Mumbai: Shares of Reliance Industries Ltd fell after billionaire Chairman Mukesh Ambani was ordered by a court to sell gas to younger brother Anil at below-market prices, reviving a family feud that split India’s most valuable group.
The Mumbai High Court on 4 May ordered Reliance Industries, India’s largest company by market value, to honour a contract to supply gas to Reliance Natural Resources Ltd., controlled by Anil, from its field off the eastern coast of India.
The brothers’ wealth has increased to $38 billion in the past year since they divided the Reliance group, with Mukesh controlling oil and gas exploration and refining and Anil running power, communications and media assets. Mukesh signed an agreement to sell gas from his Krishna Godavari fields to Anil’s power plant being built in northern India.
“This dispute is about the two brothers trying to maximize returns for their investors,” said R.K. Gupta, who manages the equivalent of $70 million of stocks at Credit Capital Asset Management in New Delhi. “The order may not be sustainable because prices have gone up and even the government does not want Reliance to sell the gas so cheap.”
Reliance Industries wants to charge more for the gas as prices have risen to a record and costs for hiring rigs, buying pipelines and construction material have surged. Reliance Industries on Nov. 1 said the cost of developing the fields doubled to $5.2 billion. Potential output also doubled to 80 million cubic meters a day, equal to India’s current production.
Mumbai-based Reliance Industries on 3 May said it will appeal the ruling. Spokesman Tushar Pania declined to comment on 4 May. Venkatesh Somayaji, spokesman for Anil Ambani’s Reliance Energy declined to comment.
Reliance Natural Resources in November filed a suit against Reliance Industries for breaching a December 2005 agreement to supply gas to a power project in north India.

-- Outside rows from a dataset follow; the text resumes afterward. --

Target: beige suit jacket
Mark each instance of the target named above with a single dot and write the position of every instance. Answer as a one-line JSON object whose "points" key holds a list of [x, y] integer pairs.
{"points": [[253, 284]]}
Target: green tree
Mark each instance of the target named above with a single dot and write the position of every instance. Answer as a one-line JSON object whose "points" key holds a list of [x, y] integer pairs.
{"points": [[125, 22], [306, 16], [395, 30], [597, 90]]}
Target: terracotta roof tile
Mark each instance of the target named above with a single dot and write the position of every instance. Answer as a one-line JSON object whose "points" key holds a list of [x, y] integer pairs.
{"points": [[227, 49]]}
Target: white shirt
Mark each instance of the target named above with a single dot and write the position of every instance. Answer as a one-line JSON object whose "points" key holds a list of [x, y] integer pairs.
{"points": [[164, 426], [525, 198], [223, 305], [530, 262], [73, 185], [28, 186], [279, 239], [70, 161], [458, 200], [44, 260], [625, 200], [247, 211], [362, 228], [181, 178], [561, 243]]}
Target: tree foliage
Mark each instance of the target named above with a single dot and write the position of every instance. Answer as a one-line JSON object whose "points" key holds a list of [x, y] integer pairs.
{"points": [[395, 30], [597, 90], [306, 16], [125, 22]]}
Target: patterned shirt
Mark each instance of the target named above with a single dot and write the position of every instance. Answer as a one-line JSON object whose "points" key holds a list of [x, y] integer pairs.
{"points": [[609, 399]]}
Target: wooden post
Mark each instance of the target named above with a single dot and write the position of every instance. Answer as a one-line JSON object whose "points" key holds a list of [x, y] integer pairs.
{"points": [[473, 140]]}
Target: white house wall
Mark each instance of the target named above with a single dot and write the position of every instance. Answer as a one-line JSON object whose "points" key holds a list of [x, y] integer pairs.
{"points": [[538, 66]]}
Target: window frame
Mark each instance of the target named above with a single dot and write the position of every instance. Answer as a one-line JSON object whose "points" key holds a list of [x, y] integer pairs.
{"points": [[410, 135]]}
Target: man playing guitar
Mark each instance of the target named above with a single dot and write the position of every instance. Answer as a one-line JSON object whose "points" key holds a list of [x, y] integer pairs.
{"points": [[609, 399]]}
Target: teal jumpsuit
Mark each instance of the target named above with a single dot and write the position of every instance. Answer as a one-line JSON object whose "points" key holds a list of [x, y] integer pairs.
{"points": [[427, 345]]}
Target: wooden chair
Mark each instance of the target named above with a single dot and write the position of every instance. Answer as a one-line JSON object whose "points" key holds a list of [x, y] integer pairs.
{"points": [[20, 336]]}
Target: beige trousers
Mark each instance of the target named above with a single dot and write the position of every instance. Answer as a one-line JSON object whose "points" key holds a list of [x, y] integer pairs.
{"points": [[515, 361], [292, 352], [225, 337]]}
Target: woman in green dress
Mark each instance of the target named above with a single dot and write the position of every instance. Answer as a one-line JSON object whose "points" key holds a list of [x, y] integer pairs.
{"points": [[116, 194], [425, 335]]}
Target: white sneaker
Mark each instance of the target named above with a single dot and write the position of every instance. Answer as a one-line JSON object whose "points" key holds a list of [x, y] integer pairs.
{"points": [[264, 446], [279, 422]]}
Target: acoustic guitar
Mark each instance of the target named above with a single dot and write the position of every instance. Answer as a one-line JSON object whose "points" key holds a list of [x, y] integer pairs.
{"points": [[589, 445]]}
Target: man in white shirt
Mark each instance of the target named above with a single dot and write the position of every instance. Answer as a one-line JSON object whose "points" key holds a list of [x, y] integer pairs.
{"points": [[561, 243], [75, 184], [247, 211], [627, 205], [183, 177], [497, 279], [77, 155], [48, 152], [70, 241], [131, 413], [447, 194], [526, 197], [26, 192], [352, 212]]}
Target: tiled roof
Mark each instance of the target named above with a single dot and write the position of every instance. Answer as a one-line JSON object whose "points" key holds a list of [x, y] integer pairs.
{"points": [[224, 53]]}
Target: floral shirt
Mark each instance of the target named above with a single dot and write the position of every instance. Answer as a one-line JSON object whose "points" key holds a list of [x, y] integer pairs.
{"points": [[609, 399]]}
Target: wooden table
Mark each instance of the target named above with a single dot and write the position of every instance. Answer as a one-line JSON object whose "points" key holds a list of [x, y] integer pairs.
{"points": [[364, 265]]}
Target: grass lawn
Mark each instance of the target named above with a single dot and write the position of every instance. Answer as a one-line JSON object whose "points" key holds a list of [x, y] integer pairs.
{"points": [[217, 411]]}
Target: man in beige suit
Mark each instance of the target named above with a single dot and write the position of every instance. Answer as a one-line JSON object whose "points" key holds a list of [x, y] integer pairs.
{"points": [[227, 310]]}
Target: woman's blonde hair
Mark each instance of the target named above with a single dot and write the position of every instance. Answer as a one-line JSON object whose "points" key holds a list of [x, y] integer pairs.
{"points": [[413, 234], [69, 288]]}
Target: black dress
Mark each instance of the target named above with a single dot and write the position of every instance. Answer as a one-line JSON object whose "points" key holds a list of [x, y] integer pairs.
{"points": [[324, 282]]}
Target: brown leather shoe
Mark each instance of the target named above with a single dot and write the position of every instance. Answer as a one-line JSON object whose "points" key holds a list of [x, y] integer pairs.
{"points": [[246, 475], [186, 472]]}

Reliance Industries agreed to sell 28 million cubic meters of gas a day to Reliance Natural Resources, the Business Standard newspaper reported on Feb. 5, 2006. The gas was to be sold at $2.34 per million British Thermal Units, the Press Trust of India reported July 26.
India’s Oil Ministry on July 26 asked Reliance Industries to raise the price of the natural gas it plans to sell to Reliance Natural Resources. Selling gas at prices lower than what other private oil companies charge in India will reduce the royalty that the government will earn, a statement issued by the Oil Ministry, which is party to the production contract, said.
Gas produced by non-state-run companies is sold in India at $4.75 per million BTU, R.S. Sharma, chairman, Oil & Natural Gas Corp., the nation’s largest explorer, said on July 7.
NTPC Ltd., India’s biggest power generator, filed a suit against Reliance Industries in December 2005 to enforce a gas- supply contract.
NTPC asked the Mumbai High Court to prevent Reliance from selling the fuel to any other user until the contract is fulfilled. The utility needs the gas to fire the 2,600 megawatts of capacity it plans to add at two plants in western Gujarat state by 2007. Reliance won a contract to sell 3 million metric tons of gas at $2.97 per million British thermal units.
Reliance Industries fell 2.5 percent to 1,582.55 rupees apiece at the 3:30 p.m. close on the Bombay Stock Exchange. Reliance Natural Resources rose 2.5 percent to 26.95 rupees and Reliance Energy gained 0.6 percent to 515.7 rupees.